May 30, 2014 By Joey

The Dayton Dragons are an affiliate team of the Cincinnati Reds and are one of the most popular teams in minor league baseball. One of their biggest fans is 7-year-old Hunter Samworth, a shy kid who’s also deaf.

When he approached the mascot at a recent game, Hunter was surprised that a team employee escorting the dragon began speaking with him in ASL. Then Heater the Dragon started signing with him too…

As mom says in the background, “I think I’m gonna cry.”


  1. Noam Sienna says:

    So actually this video is a little strange for a couple of reasons: the kid has cochlear implants and his parents are speaking to him, so clearly his parents have opted for the oral strategy, i.e. speaking with their child and medically enhancing his hearing rather than learning sign language.
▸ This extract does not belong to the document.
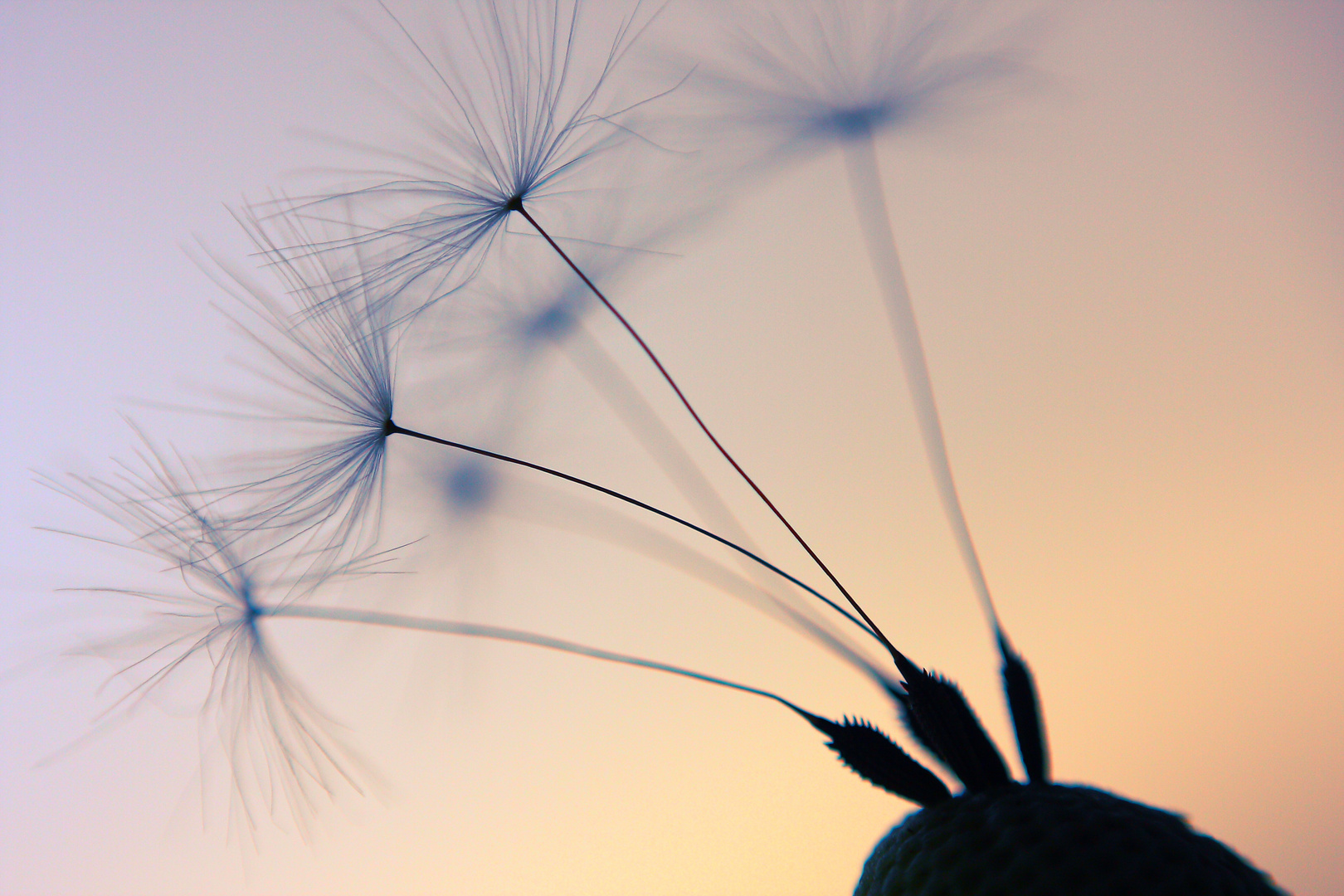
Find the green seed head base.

    Then there’s someone with him apparently interpreting into sign, except the kid doesn’t appear to understand what is being said to him either by the interpreter or by the mascot (or what is spoken to him by his parents, for that matter). The interpreter finger spells his own name to him but he parrots it back, and then the mascot signs “you like baseball?” but he just mimics back “baseball”. The father asks him orally “did you like that” but he doesn’t seem to register that either. So this seems to be a sad moment of a kid with little access to language either oral or signed, as many Deaf* children unfortunately are, due to parental ignorance, and lack of community resources. The only reason this became popular, I’m guessing, is because of the apparent novelty of a mascot who knows a few words in sign language.

    (This comment co-written with my brother, a student of ASL and interpreter-in-training).

  2. M says:

    This is a very sweet video. The smile on Hunter’s face says it all.
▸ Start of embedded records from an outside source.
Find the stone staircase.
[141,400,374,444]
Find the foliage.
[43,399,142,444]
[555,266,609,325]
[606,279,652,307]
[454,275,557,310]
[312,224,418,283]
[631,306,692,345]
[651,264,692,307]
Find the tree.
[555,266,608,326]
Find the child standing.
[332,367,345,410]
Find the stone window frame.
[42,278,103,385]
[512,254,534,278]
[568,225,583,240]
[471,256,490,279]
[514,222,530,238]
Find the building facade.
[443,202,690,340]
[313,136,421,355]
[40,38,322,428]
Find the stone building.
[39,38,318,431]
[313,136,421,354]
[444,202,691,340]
    Noam Sienna – The other person who is signing is a team employee helping the mascot, not an interpreter. At the very beginning of the video you can see the tail end of Hunter fingerspelling his own name. Then the employee introduces himself. Hunter is repeating him for clarity. He does respond to the dragon. You don’t know that the man speaking didn’t sign at the same time. The fact that we didn’t see Hunter respond could mean any number of different things – he is excited and distracted – not to mention you can’t see his hands.

    Perhaps this child’s parents have chosen to embrace the bi-lingual/bi-cultural model. Maybe they speak to him at home and someone signs with him at school. Maybe they started out with the oral strategy but found it wasn’t working for their child and so started to learn sign. Maybe he has been very successful orally and has chosen to learn ASL for fun. Maybe they primarily speak but sign when conditions are not optimal for hearing (i.e. loud baseball games). Maybe Hunter and his family face other challenges that we know nothing about.There isn’t one correct way to do raise a D/deaf child. Many people who have cochlear implants consider themselves to be culturally Deaf. Placing judgement on people based on a 1 minute video is ignorant at best – downright hurtful at worst.

  3. James says:


    I’m a season ticket holder for the Dayton Dragons, and while I have no authority to speak on their behalf – I would like to state that the team does an EXCELLENT job of trying to embrace all types of people here in the Dayton market. With regard to what was the parents and the child with implants having I’m not sure, but if you watch the video posted by the local news team (http://www.huffingtonpost.com/2014/06/02/deaf-fan-meets-mascot-sign-language_n_5432840.html – shows it) – you’ll see that the boy was amazed that the mascot was signing.

    I’m proud of my team and my town – GO DRAGONS!